Looking back at the most recent period, total sales rose 1.5%, although total like-for-like sales dipped by 0.2%. This compared with the total sales run rate reported in March at the time of its preliminary results announcement of 3.6%, so it has seen sales growth slowing but still positive.
But there was encouraging news from the fact that like-for-like retail sales, including e-commerce, were up 2.2%, “reflecting a strong e-commerce performance alongside positive momentum in high street stores.” Its Outlet store business “was more challenged, especially across the Easter period, when footfall was impacted by the warmer weather.”
And e-commerce sales continued to increase, up 18.7% on last year.

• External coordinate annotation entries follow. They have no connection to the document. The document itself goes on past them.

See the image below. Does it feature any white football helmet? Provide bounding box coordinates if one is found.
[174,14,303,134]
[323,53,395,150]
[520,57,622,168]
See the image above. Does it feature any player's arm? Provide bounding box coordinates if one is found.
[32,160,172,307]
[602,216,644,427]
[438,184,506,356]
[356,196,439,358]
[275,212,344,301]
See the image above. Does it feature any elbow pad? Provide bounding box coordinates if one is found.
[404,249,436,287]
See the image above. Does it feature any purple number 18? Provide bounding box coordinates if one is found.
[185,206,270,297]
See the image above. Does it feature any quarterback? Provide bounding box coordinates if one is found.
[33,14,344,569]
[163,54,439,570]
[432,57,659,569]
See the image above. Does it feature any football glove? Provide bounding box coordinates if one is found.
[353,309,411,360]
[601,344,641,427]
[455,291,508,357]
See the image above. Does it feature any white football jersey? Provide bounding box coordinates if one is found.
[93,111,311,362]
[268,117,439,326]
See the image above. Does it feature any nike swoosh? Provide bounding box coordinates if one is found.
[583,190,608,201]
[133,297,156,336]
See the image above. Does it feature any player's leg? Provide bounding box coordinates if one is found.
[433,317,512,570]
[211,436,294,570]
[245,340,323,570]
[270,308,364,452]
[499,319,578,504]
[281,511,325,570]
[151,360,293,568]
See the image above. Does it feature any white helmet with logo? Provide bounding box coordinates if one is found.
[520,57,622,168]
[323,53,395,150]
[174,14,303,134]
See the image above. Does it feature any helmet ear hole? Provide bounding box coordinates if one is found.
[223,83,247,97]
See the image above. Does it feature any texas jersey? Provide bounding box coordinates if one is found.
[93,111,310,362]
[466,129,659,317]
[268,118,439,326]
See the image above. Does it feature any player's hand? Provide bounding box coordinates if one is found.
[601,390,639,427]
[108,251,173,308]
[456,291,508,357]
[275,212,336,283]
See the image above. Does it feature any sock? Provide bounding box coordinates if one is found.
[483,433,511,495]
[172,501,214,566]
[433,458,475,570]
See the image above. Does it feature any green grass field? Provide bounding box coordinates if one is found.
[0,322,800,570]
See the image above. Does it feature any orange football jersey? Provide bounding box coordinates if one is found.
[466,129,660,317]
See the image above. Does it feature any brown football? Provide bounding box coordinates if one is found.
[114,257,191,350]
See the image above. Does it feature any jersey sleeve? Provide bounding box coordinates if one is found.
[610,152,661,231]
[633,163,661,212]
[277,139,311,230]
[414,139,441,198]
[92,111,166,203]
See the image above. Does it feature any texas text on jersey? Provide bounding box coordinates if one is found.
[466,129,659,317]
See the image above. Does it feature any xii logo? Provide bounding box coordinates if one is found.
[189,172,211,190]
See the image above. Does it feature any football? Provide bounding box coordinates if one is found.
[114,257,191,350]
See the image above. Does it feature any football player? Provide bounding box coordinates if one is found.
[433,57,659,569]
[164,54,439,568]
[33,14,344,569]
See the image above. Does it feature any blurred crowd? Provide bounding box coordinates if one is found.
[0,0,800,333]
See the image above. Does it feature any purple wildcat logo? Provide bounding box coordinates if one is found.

E-commerce sales made up 15.5% of the total for the 15 weeks, compared with 13% for the same period last year.
As mentioned though, hire sales are in what seems to be a terminal decline and like-for-like sales here on a 'cash taken' basis dropped 15.6%. As mentioned above, some of this business has switched to retail and specifically the Tailor Me offer, which saw 32% growth in order value.
So what did CEO Brian Brick have to say? “We are making progress on last year, having recovered from the stock issues and improved our supply chain. Retail and e-commerce sales have shown further improvement against this backdrop.
“We are building momentum in new channels to market and we are seeing a growth in new customers as a result. We are focused on the peak phase of our trading year, encompassing wedding season, prom and Ascot. The wider trading environment remains both highly competitive and price sensitive, but we are well placed with our strong core offer and levels of stock availability.”